救いの手1
三章救いの手
クロフが床から起きられるようになったのは、それから三日後のことだった。
女神官とフィエルナ姫に交代で看病され、クロフはみるみる気力を取り戻していった。
老薬師の目を盗み部屋から抜け出し、クロフが真っ先に向かったのはディリーアのいる地下牢だった。
牢に来たクロフを見て、ディリーアは不機嫌そうに鼻を鳴らす。
「何の用だ」
ディリーアはクロフが以前牢を訪れたときと同じように、冷たくあしらう。
「お礼を言っておきたくて」
クロフは苦笑いを浮かべ、ディリーアの鋭い瞳を受け流す。
「あなたが月の神の使者を追い払い、ぼくを助けてくれたのでしょう? ありがとうございます」
「別に」
ディリーアはつまらなさそうに吐き捨てる。
「ありがとうございます」
クロフはもう一度繰り返す。
クロフはかつて湖でしていたように、取り留めのない話をし、ディリーアがそれに相槌を打つ。

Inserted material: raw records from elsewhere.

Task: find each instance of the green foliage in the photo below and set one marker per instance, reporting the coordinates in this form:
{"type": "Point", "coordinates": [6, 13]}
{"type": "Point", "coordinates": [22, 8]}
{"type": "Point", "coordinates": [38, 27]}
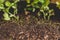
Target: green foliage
{"type": "Point", "coordinates": [43, 6]}
{"type": "Point", "coordinates": [7, 15]}
{"type": "Point", "coordinates": [58, 4]}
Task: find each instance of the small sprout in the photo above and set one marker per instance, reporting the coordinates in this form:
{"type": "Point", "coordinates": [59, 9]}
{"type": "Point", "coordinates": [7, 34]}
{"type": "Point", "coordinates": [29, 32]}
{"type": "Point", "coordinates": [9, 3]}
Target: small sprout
{"type": "Point", "coordinates": [6, 16]}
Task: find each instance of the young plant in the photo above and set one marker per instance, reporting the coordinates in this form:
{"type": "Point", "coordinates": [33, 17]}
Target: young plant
{"type": "Point", "coordinates": [7, 15]}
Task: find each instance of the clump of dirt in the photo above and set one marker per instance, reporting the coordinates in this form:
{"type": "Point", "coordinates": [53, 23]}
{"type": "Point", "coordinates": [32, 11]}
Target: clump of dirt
{"type": "Point", "coordinates": [32, 31]}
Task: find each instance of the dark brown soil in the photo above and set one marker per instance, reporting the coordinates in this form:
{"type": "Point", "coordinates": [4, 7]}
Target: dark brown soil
{"type": "Point", "coordinates": [32, 31]}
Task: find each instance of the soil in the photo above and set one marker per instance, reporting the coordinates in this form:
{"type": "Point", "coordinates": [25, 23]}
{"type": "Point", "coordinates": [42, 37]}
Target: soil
{"type": "Point", "coordinates": [10, 30]}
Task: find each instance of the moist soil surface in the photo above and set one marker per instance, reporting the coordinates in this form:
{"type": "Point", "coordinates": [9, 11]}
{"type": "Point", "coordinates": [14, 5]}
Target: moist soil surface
{"type": "Point", "coordinates": [32, 31]}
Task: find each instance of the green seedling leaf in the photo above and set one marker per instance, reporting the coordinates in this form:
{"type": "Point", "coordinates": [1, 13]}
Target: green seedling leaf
{"type": "Point", "coordinates": [28, 1]}
{"type": "Point", "coordinates": [7, 3]}
{"type": "Point", "coordinates": [36, 1]}
{"type": "Point", "coordinates": [6, 16]}
{"type": "Point", "coordinates": [2, 1]}
{"type": "Point", "coordinates": [42, 1]}
{"type": "Point", "coordinates": [1, 6]}
{"type": "Point", "coordinates": [38, 14]}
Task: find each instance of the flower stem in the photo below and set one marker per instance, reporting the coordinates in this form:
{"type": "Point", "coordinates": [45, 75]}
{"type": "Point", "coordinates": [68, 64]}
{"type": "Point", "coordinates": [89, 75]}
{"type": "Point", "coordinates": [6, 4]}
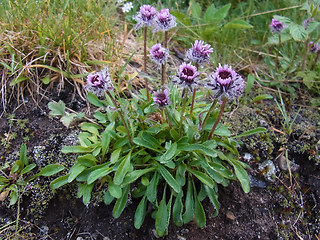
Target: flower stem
{"type": "Point", "coordinates": [208, 114]}
{"type": "Point", "coordinates": [277, 55]}
{"type": "Point", "coordinates": [193, 98]}
{"type": "Point", "coordinates": [218, 118]}
{"type": "Point", "coordinates": [315, 60]}
{"type": "Point", "coordinates": [145, 62]}
{"type": "Point", "coordinates": [166, 115]}
{"type": "Point", "coordinates": [165, 43]}
{"type": "Point", "coordinates": [184, 103]}
{"type": "Point", "coordinates": [304, 60]}
{"type": "Point", "coordinates": [163, 75]}
{"type": "Point", "coordinates": [194, 93]}
{"type": "Point", "coordinates": [121, 116]}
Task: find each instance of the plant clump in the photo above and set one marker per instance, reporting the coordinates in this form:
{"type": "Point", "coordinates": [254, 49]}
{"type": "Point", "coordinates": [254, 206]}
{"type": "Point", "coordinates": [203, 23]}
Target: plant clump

牢を去る間際、ディリーアの青い瞳に悲しみが宿っていたのを、その時のクロフは気付かなかった。
「正直、あの女の牢を見回るときは、いつも肝が冷やされます。自分もいつ呪いをかけられるかって」
地下牢の階段へ向かう途中、牢番は大きく息を吐き出した。
遠くで水の流れる音と、囚人の叫びが辺りに木霊する。
「大変ですね」
クロフは何気なく答える。
「そうなんですよ。でも、これも明日までの辛抱です。明日の昼になれば、あの女は広場で処刑されるのですから」
クロフは足を止める。
「いま、何と?」
松明に照らされ、牢番の影がちらちらと揺れる。
牢番はクロフが後ろに付いてこないことに気が付くと、ゆっくりと振り返った。